Main theorem: If $\mathcal C$ is $(\epsilon,\delta)$-DP, w.r.t. $\ell_p$ norm, and $\forall x, \exists k$, s.t.:
$$ \mathbb E(\mathcal C_k(x)) \geq e^{2\epsilon} \max_{i\neq k} \mathbb E(\mathcal C_i(x)) + (1+e^\epsilon)\delta $$
Then the classification model $y = \arg\max_{i=1}^n p_i$ is robust to attacks within the $\ell_p$ unit ball.

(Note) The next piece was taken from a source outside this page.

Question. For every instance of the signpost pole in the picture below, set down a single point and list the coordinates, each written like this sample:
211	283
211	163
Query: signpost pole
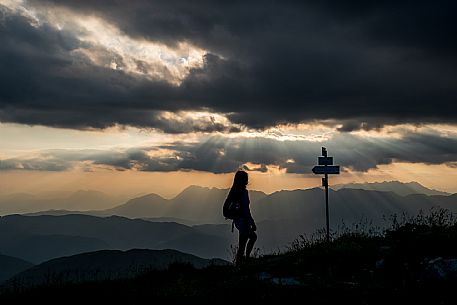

This is different from traditional DP which uses $\ell_0$ norm for $d(x,x^\prime)$, and the definition of sensitivity must also be changed: $$ \Delta_{p,q}^{(f)} = \max_{x\neq x^\prime} \frac{|f(x) - f(x^\prime)|_q}{|x-x^\prime|_p} $$
The conclusion of DP can be applied to $p$ norm as well, namely: Laplacian mechanism works for bounded $\Delta_{p,1}$ and Gaussian mechanism works for $\Delta_{p,2}$. Moreover, as DP is immune to post-processing, we can add these noises at layer of the network!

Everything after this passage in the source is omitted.